Alternatively, if you’re playing an early game, I suggest you practice at that time and get bright light in the morning to push your body clock earlier to enhance performance earlier than your body is used to.

Should I change my whole bracket now?

Goldstein: Don’t get out the eraser just yet! Sometimes one team is inherently better than another and the circadian rhythm may not make enough of a difference. It certainly doesn’t apply to all the games, but for the matchups that cross time zones, especially when the teams have similar standings, circadian science is my key.

Sweet 16 update 3-22:

With the Sweet 16 set, how did circadian advantages play out in early rounds?

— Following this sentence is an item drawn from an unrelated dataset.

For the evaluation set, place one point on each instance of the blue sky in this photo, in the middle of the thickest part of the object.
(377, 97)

Gonzaga beat Seton Hall as predicted in round one and also won its round two game over Utah. On the flipside, Providence overcame its round one disadvantage and beat USC — before falling to North Carolina in round two. Likewise, as predicted, Xavier’s skill advantage was big enough to overcome the circadian disadvantage the team faced in round one against Weber State. Xavier did fall in round two to Wisconsin in a close game.

Hawaii ended up having no circadian disadvantage after all. Why? Because the team spent three weeks on the mainland in advance to get aligned with local time.

Advantages are less straightforward as the tournament continues, since all the teams have been on the road. Nonetheless, a couple of circadian advantages come to mind for the Sweet 16.

Dr. Goldstein is picking Gonzaga over Syracuse (8:40 p.m. CDT Friday). In theory, Gonzaga’s body clocks will still be set closer to peak performance time of 6:40 p.m., while Syracuse will feel like it’s 9:40 p.m.

She’s also taking Oregon over Duke (6:55 p.m. PDT). Oregon players should feel on track in their own time zone, while Duke may be getting a bit sleepy.

Final Four update 3-29:

The Final Four is set — and the circadian advantages are now gone. (Three teams come from the Eastern Time Zone, and one is from the Central Time Zone). How did Dr. Goldstein’s picks do?

Like any brackets, Dr. Goldstein picked plenty of winners and some losers.

For instance, in the Sweet Sixteen, Oregon indeed used its circadian advantage to topple Duke. But Syracuse was anything but sleepy in wiping out Gonzaga’s circadian advantage, eventually making it to the Final Four. Oregon didn’t fare as well, losing to Oklahoma in the Elite Eight.

“In the end, performance is complicated, and there are many other factors that will have greater impact on success on the court than circadian rhythms,” Dr. Goldstein notes. 

The age of the players may be a factor, given how many college students are night owls. A recent study showed a strong correlation between the number of late chronotypes (night owls) and the time of a team’s peak performance, with peak performance being later in the. Frequent travel and changing game times may have shifted players’ internal clocks, too, and reduced the circadian advantage over time.

Sleep duration is critical, too. In a study of Stanford basketball players, when sleep duration was extended an average of 100 minutes for five to seven weeks, researchers saw increases in speed, shooting accuracy, free throw and three-point percentages. 

“It comes down to this: Well-rested players may have performed better regardless of circadian timing,” Dr. Goldstein says.